Primitif et futuriste

Ultra moderne par son décor de vaisseau spatial contrastant en style Vasarely, contrastant le noir spatial et le blanc du costplay d’Anja Röttgerkamp à la fois archaïque et rétrofuturiste. The Pyre fait remonter des puissances auxquelles peu d’artistes croient encore. Ces puissances, le critique de cinéma Jean Epstein en fait la description dans son Cinéma du diable. Il écrit en 1947 déjà, donnant à The Pyre l’un de ses parcours envisageables : « Ainsi devient évident le caractère arbitraire et relatif des frontières, par lesquelles nos classifications ont voulu segmenter la continuité des formes, compartimenter l’unité de la nature. Ainsi, de proche en proche, s’effritent les cloisons étanches établies entre l’inerte et le vivant, le mécanique et l’organique, la matière et l’esprit, le corps et l’âme, l’instinct et l’intelligence. Toute forme n’est qu’un moment d’équilibre dans le jeu des rythmes dont le mouvement constitue partout toutes les formes, toute la vie. »

Aussi lumineusement fêlée que le prélude du wagnérien Lohengrin, passant de l’informe à la forme et inversement, de l’ordre au chaos, Anja Röttgerkamp sait demeurer, un temps seulement, étirée, creusant son dos, étendant sa croupe comme le ferait un animal à la parade amoureuse. Lentement, elle part d’une position marquée par de très forts appuis au sol concentrée et étendue telle une araignée ou un étrange insecte pétrifié dont la surface noire laquée noire du sol prolonge le dessin. Elle s’élève maintenant, strate par strate. Son mouvement incessant de la tête fait alors de sa chevelure recouvrant son visage une surface agitée floutant l’espace alentours.

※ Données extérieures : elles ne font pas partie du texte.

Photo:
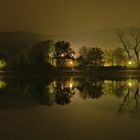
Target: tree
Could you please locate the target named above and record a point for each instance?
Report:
(63, 52)
(38, 53)
(131, 43)
(95, 57)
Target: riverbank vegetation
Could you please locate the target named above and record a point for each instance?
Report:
(49, 55)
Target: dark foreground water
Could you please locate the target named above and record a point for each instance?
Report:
(69, 108)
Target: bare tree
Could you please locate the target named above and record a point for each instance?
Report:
(131, 44)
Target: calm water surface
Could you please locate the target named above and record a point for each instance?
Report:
(69, 108)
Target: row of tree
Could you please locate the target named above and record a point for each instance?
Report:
(59, 54)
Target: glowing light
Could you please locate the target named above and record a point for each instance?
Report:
(2, 64)
(130, 84)
(62, 55)
(71, 62)
(71, 85)
(129, 62)
(2, 84)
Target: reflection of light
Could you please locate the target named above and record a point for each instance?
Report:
(71, 62)
(62, 55)
(130, 84)
(71, 85)
(2, 84)
(129, 62)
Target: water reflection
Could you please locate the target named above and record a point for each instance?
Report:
(62, 90)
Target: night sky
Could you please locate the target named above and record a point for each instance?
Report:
(67, 16)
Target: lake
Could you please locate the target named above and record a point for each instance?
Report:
(69, 108)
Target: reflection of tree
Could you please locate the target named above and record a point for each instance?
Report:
(131, 100)
(91, 89)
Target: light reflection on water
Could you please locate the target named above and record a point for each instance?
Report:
(70, 108)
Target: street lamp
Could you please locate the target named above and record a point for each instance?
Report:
(129, 62)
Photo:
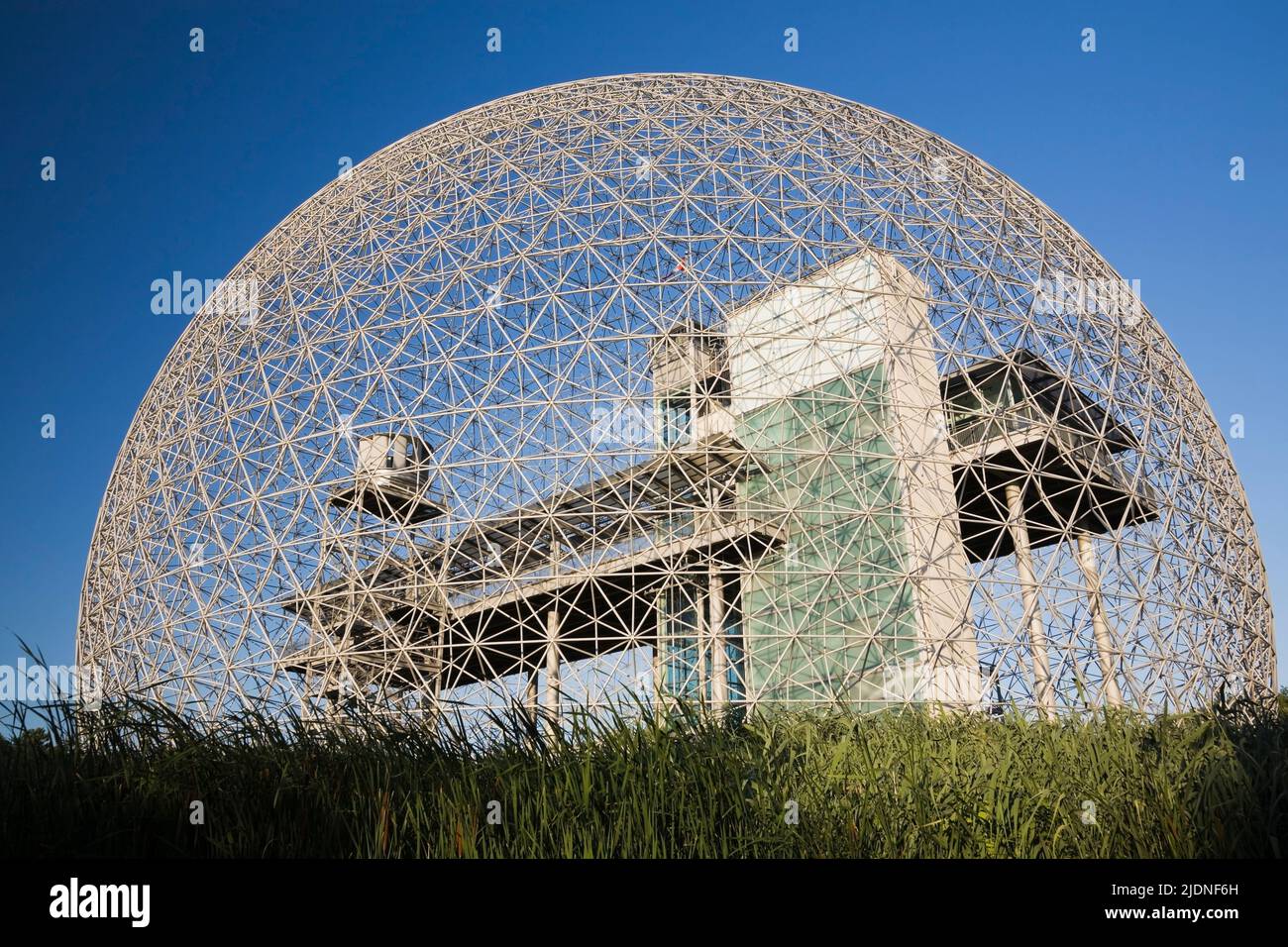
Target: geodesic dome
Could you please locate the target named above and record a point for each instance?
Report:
(683, 386)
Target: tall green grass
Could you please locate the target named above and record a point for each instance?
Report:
(893, 785)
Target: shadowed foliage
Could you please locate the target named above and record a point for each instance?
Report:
(123, 781)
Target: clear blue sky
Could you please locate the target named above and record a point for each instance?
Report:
(170, 159)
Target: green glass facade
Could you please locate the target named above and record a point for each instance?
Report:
(832, 604)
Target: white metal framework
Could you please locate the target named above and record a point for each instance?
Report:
(688, 386)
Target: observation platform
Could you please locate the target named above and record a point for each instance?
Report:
(478, 604)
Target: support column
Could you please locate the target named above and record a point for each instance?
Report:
(719, 650)
(702, 635)
(552, 703)
(529, 693)
(1106, 651)
(1031, 607)
(658, 651)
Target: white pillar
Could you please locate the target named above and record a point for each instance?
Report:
(702, 635)
(529, 692)
(1031, 605)
(1106, 650)
(552, 706)
(658, 644)
(719, 651)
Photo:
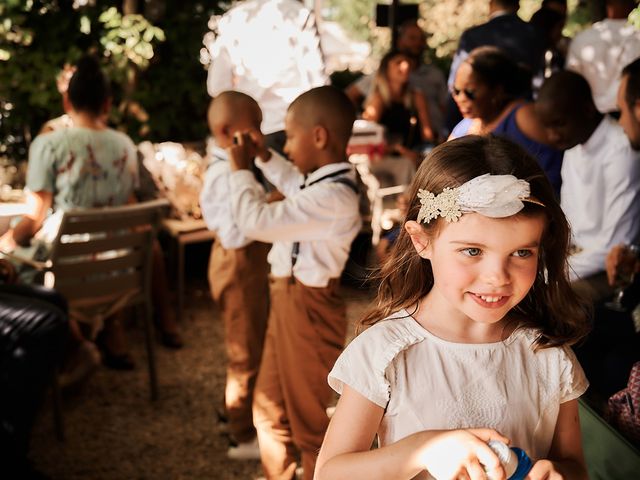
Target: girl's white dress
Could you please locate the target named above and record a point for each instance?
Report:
(426, 383)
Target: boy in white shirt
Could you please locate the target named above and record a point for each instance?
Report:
(311, 230)
(238, 271)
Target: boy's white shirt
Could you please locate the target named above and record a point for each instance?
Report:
(215, 200)
(324, 217)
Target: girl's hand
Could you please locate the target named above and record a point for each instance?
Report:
(453, 454)
(544, 470)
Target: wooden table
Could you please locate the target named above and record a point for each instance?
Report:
(182, 233)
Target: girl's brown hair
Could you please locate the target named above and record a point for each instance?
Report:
(551, 306)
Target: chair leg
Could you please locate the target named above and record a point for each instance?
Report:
(57, 407)
(151, 354)
(181, 253)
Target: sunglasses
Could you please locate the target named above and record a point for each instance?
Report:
(470, 94)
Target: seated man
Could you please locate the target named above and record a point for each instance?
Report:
(600, 192)
(33, 331)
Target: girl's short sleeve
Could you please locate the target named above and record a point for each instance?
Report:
(364, 364)
(573, 381)
(41, 165)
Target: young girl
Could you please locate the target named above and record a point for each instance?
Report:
(470, 337)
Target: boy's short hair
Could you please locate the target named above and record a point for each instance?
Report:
(225, 106)
(329, 107)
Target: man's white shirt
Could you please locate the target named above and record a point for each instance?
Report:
(600, 196)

Cette anatomie marque l’origine d’une tragédie malade, un cérémonial où sa danse sacrale et le rituel incantatoire sont vite contredits pas des « bugs », sorte de fatrasie corporelle, de micro gestes mécaniques trahissant le dérèglement. Voici un programme de surnaturelle beauté hellénique qui réconcilie, le temps de plusieurs stases étendant le corps aux limites, repassant les gestes d’icones de la peinture religieuse, jusqu’à son costume renvoyant à la fois aux clips d’une Madonna fitness vintage et à la séduction malade de Sharon Stone pour Basic Instinct. L’ensemble n’exclut naturellement pas du surhumain ou du non humain, l’humain trop humain, écartelé, crucifié entre plusieurs incarnations. The Pyre signe une création aux tonalités intimistes, grandioses et lézardées. Ainsi cette arche que forme maintenant le corps de la danseuse rappelle un épisode d’une autre création frayant avec l’univers des contes et celui de l’enfantin, Kindertotenlieder.